忘忧关上房门,捂住胸口,阿绪温柔的样子不自觉浮现在脑海。
使劲摇摇头,忘忧慢慢深呼吸,抛出了脑中的杂念,开始收拾东西。
其实,她似乎也没有什么。
“阿忧,拿些贴身之物就好,那里什么都有。”
外面又响起了阿绪的声音,忘忧的心跳猛然又漏了一拍。
快速整理好东西,一行人去了县城里。
此刻的柳家。
李大夫给柳何氏看了看,摇摇头:“这手是彻底废了,治不好了,不止是脱臼,而是骨头碎了。
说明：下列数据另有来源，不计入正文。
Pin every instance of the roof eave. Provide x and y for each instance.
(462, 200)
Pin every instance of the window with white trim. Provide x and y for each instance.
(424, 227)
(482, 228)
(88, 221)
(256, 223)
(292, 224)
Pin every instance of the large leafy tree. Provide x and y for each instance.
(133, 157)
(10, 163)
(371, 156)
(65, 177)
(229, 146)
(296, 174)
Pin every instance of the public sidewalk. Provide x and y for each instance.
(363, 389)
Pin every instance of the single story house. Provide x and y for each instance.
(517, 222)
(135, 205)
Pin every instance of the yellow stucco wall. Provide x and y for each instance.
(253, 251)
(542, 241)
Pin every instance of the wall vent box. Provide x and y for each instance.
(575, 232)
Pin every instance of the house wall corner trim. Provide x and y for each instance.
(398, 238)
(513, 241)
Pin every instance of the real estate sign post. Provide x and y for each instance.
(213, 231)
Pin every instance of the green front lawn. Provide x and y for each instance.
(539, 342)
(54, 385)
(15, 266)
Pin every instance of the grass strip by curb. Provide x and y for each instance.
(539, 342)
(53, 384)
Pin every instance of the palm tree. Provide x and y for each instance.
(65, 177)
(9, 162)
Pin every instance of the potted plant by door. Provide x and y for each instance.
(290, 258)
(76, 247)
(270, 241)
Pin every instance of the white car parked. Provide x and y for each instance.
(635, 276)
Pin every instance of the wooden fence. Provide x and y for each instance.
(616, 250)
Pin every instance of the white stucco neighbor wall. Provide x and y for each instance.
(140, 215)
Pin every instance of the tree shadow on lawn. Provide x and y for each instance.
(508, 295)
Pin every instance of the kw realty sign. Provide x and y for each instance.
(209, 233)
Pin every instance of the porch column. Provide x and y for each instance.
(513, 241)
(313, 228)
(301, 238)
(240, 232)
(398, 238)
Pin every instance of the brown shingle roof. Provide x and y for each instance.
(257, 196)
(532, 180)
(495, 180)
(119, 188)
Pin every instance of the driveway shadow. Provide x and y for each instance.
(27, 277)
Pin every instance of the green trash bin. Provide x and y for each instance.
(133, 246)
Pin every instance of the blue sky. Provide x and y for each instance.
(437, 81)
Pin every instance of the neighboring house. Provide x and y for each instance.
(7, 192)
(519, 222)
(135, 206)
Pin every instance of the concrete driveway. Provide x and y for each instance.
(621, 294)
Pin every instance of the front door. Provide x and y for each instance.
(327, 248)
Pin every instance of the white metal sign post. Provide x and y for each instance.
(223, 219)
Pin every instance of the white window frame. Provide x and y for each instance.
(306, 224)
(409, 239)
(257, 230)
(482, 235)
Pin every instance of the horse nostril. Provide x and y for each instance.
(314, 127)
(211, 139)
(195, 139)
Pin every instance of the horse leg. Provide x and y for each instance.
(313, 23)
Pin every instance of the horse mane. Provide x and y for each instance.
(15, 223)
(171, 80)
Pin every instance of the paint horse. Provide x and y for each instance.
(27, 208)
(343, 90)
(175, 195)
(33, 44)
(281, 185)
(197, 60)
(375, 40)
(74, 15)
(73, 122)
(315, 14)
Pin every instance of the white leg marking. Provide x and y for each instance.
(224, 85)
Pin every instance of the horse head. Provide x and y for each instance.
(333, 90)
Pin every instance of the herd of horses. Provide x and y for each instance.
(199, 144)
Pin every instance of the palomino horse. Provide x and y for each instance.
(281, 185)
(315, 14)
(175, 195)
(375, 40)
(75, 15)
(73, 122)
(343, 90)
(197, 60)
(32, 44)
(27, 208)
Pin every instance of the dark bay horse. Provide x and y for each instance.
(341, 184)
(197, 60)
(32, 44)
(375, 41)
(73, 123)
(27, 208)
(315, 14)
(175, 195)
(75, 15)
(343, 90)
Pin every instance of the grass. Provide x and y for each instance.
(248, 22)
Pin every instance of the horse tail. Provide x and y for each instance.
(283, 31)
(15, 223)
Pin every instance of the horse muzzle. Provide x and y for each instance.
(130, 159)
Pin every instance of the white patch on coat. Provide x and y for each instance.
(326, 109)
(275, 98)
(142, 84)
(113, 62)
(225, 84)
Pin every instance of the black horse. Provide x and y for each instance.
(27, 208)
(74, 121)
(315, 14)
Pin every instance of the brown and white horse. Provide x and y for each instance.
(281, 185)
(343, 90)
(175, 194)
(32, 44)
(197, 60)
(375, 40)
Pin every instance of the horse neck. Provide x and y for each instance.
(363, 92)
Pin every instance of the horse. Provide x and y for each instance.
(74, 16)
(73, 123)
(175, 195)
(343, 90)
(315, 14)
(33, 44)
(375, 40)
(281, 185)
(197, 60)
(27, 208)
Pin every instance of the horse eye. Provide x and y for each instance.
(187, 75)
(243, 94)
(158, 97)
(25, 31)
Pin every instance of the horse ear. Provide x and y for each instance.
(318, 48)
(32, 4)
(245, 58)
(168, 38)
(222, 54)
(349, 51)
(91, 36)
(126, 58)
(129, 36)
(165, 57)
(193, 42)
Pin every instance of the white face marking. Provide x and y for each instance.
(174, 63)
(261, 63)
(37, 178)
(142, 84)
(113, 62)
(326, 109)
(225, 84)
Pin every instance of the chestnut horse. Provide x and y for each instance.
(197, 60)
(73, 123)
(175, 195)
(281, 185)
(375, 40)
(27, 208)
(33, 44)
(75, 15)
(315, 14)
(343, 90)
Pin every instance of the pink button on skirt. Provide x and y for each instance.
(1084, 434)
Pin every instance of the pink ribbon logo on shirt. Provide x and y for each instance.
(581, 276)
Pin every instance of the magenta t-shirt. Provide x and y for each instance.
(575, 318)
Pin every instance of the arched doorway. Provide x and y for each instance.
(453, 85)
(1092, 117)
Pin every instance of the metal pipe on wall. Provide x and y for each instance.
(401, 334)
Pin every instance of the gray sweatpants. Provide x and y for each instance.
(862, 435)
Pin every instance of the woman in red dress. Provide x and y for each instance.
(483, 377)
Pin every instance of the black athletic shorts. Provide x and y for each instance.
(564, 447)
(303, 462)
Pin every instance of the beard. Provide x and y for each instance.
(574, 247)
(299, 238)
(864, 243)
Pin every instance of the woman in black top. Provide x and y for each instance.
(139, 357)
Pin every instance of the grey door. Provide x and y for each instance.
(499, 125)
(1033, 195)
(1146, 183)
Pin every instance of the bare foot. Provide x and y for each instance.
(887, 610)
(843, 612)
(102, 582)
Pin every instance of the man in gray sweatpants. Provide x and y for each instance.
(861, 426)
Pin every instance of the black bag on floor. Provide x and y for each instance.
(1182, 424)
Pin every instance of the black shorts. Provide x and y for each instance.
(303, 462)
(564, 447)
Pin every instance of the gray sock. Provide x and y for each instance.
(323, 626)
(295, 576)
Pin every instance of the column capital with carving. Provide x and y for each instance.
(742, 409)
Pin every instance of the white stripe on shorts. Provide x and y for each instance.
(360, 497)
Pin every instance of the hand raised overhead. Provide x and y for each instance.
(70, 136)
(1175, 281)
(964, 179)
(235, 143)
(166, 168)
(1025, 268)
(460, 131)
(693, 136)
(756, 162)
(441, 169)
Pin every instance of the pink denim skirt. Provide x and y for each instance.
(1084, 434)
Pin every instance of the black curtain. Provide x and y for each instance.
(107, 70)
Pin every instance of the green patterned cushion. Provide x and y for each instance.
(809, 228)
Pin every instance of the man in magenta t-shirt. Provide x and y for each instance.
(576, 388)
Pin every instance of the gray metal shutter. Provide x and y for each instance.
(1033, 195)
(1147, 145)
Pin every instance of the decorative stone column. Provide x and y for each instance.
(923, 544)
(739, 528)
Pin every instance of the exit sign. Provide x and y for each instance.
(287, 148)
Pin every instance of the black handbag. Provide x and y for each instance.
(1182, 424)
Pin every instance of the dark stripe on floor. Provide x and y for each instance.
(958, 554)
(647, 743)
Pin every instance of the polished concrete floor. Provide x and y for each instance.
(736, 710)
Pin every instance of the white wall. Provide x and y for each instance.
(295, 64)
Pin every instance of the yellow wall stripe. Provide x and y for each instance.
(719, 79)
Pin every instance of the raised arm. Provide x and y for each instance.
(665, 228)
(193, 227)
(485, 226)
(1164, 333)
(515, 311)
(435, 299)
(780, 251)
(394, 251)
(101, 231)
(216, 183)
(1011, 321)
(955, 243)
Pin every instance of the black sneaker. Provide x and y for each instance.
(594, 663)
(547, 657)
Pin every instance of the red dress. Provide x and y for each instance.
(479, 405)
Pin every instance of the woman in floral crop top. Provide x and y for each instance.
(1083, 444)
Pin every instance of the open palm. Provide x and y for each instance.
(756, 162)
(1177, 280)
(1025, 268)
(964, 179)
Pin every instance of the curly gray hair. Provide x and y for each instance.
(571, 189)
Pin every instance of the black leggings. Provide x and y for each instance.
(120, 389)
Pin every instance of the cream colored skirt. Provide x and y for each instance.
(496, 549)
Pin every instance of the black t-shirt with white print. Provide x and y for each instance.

”
床上的柳何氏面如白纸,气若游丝,她感觉自己要死了。
手臂疼到麻木,疼晕了,又疼醒了。
柳孙氏看着柳何氏更是来气,要不是柳二妹出事,她能卖五十两,现在五十两变成了五两,还要花钱给这个臭婆娘治病。
越想,心中怒火越盛。
“春,生,我是不是,要,要死了?”
柳何氏感觉浑身冰凉,有气无力地询问。
“不会,”柳春生心想,就你那作恶的性子,老天怎么会轻易收了你。
柳孙氏张口就骂:“死什么死,你倒是想死,想死就给我死到外面,别死在家里晦气。”
“娘,你别生气,你先回屋歇着,我在这里看着就好。”
“看什么看,不用一地干活啊,真当自己是大家姐了,也不看自己有没有那个命。”
柳何氏只觉得心底发寒,透心彻骨地寒,感觉自己快要死了,这一刻,她似乎看透了很多事。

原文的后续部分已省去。